Carson pushed to his feet. “I’ll deal with the driver.”
Willow moved aside for Carson to pass.
Theo checked his watch. “I should probably go tell Juliette her romantic wedding week now includes background investigations.”
Willow whipped her head to stare at Theo. “What? You can’t crush a woman’s dreams that way.”
He waved a hand. “Believe me, the love of my life will get the attention she deserves.” He pushed away from the desk, and with mug in hand, wandered out of the office.
Willow followed on his heels, asking for details about this week he spoke of, leaving Pope alone. He sat there for a minute, checking the security footage around Summer’s duplex, then he wandered outside too.
Carson stood in the driveway next to the long trailer parked beside the fencing, talking to the cattle driver. The second Pope saw the driver clearly, recognition clicked.
He knew the guy. It was the man who came through the Stockyard every month or two. He sat alone and ate burgers at the bar. Summer had called him Gary Crowe, and now it made sense why he drifted through Willowbrook on an irregular schedule.

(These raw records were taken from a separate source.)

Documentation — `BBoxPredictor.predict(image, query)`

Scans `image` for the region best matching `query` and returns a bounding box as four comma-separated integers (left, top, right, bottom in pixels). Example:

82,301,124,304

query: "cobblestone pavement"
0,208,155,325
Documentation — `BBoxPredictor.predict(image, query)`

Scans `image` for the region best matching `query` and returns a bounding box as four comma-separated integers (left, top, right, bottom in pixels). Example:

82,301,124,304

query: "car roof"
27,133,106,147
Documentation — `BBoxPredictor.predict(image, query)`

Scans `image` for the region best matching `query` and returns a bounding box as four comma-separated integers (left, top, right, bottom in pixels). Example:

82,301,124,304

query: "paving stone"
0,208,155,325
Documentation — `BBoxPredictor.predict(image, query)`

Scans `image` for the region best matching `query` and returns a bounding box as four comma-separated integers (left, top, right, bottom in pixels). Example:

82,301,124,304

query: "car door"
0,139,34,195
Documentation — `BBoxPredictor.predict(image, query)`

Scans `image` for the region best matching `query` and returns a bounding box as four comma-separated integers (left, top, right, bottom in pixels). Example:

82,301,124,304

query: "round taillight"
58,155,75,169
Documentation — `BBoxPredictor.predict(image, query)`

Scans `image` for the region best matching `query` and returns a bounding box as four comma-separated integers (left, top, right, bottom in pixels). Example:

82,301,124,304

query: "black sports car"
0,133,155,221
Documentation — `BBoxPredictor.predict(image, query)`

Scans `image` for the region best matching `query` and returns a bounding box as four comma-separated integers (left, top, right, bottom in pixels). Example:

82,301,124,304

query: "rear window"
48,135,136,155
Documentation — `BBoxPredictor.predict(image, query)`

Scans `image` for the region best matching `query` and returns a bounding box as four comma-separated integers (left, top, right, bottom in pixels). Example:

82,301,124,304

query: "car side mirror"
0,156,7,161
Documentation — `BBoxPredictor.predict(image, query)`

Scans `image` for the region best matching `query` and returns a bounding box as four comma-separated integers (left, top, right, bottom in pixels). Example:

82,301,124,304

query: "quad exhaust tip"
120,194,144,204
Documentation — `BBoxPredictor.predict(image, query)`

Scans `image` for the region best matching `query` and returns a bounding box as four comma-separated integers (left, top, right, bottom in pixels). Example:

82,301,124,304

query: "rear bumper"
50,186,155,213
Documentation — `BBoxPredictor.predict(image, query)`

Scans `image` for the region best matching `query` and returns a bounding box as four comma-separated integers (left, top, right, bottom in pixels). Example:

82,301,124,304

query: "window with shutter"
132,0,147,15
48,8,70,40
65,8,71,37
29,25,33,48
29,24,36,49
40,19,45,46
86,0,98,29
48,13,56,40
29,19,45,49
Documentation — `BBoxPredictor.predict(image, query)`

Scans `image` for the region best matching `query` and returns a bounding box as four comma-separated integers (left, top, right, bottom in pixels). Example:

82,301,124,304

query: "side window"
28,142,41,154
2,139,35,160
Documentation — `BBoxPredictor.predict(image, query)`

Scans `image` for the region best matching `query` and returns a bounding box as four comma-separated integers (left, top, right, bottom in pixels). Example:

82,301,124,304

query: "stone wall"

Crowe spotted Pope and grinned. “Hey! Bar guy.”
Pope walked closer. “Didn’t realize you hauled cattle.”
“Pays the bills.” Gary jerked a thumb toward the trailer. “North to south, mostly. Sometimes east to west too.”
Carson took the paperwork for the transaction to a nearby fence post to read the papers and sign his name to it.
Gary stuck his hands in his coat pockets and looked around the ranch. “Beautiful place. My grandparents had a spread like this in Idaho.”
Pope leaned casually against the fencing. “Yeah?”
“Should’ve been mine someday.” The guy laughed without humor. “But my dad had a falling out with his parents and we got left outta the will.”
“Sorry,” Pope said honestly. “That sucks.”
The trucker shrugged one shoulder. “Life goes on.”
Pope studied him a second before asking, “How do you like trucking?”
Crowe grinned. “It’s pretty sweet. I got a girl in every state.”
Pope huffed quietly through his nose.
The driver laughed. “Kidding. Mostly.”
But Pope’s attention had already drifted elsewhere, back to Summer and the unanswered questions circling endlessly through his head. Somebody knew where she lived. Somebody knew enough about her finances to make kindness into a weapon. Somebody punctured her tire while she worked.
The trucker kept talking about routes and weather delays but Pope half listened, his mind working through possibilities.
Summer’s ex could have made the financial gesture to help her and Ben.
But the punctured tire was different. That was a threat.
He hated all of it because every possibility ended in the same place.
Summer was vulnerable. Ben was vulnerable.
Somebody had set their sights on Summer.
The problem was that Pope had started thinking of her as his.